Current competitive configurations

!!! hint "Most recent configs" You can find all benchmark submission configs here

Examples of configurations for SWE-bench submissions:

250225_anthropic_filemap_simple_review.yaml: This is our current default one-attempt config. It uses claude-3-7-sonnet-20250219.
250212_sweagent_heavy_sbl.yaml: This config runs 5 attempts with slightly different configurations using claude-3-7-sonnet-latest, then uses o1 to discriminate between them. This is a very expensive configuration. If you use it, also make sure to use Claude 3.7 instead of claude 3.5.

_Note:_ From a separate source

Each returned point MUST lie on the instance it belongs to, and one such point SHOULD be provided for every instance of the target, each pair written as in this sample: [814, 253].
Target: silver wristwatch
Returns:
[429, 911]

!!! warning "Retry configurations and command line arguments" Note that the structure of the configuration with agents that run multiple attempts is different from the one of the default agent. In particular, supplying options like --agent.model.name etc. will cause (potentially confusing) error messages. Take a look at the above configuration file to see the structure!

You can find the command with which to run each config at the top of the config file.

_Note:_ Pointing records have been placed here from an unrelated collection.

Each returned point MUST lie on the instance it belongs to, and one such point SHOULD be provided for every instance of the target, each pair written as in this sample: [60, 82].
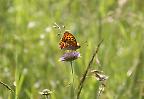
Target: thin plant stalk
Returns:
[72, 72]
[86, 71]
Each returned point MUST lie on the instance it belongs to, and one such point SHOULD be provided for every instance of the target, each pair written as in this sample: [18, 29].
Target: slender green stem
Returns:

In order to run on multiple workers with Claude, you need to use multiple API keys in order to have enough cache break points. For this, please set the following environment variable before running

bash

# concatenate your keys
export CLAUDE_API_KEY_ROTATION="KEY1:::KEY2:::KEY3"

See our notes on Claude for more details.

Memory consumption

We run our configuration on a machine with 32GB memory and 8 cores. To avoid out-of-memory (OOM) situations, we recommend setting

bash

--instances.deployment.docker_args=--memory=10g

limiting the maximum amount of memory per worker.

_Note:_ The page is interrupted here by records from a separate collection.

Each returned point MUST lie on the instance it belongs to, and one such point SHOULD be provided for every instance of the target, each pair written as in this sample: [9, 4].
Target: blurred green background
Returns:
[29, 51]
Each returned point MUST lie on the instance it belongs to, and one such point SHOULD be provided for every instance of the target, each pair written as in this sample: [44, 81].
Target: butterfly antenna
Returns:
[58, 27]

In our case, this completely avoided any instances of running OOM.

However, OOM situations can potentially lock you out of the server, so you might want to use a script like the following as a second layer defense to kill any process that hogs too much memory (note that this will affect any script and not just swe-agent):

<details> <summary>Memory sentinel</summary>

python

--8<-- "docs/usage/memory_sentinel.py"

</details>

If swe-agent dies or you frequently abort it, you might have leftover docker containers (they are cleaned up by normal termination of swe-agent but can be left over if it is killed). You can use a sentinel script like the following to clean them up periodically (note that this will affect any long running container and not just those from swe-agent):

<details> <summary>Container sentinel</summary>

bash

--8<-- "docs/usage/containers_sentinel.sh"

</details>

Tradeoffs between resolution rate and cost

Running multi-attempt configurations will always be very expensive. Don't use them if cost is of importance.
The simplest setting to keep cost in check is the per instance cost limit or turn limit. Without limiting cost, the average cost will also converge to infinity, as the agent will never stop iterating. With Claude 3.7, a cost-conservative limit would be $1 instance limit or lower and a turn count limit of 50. For our swe-bench submissions we use slightly higher limits (see the configs above).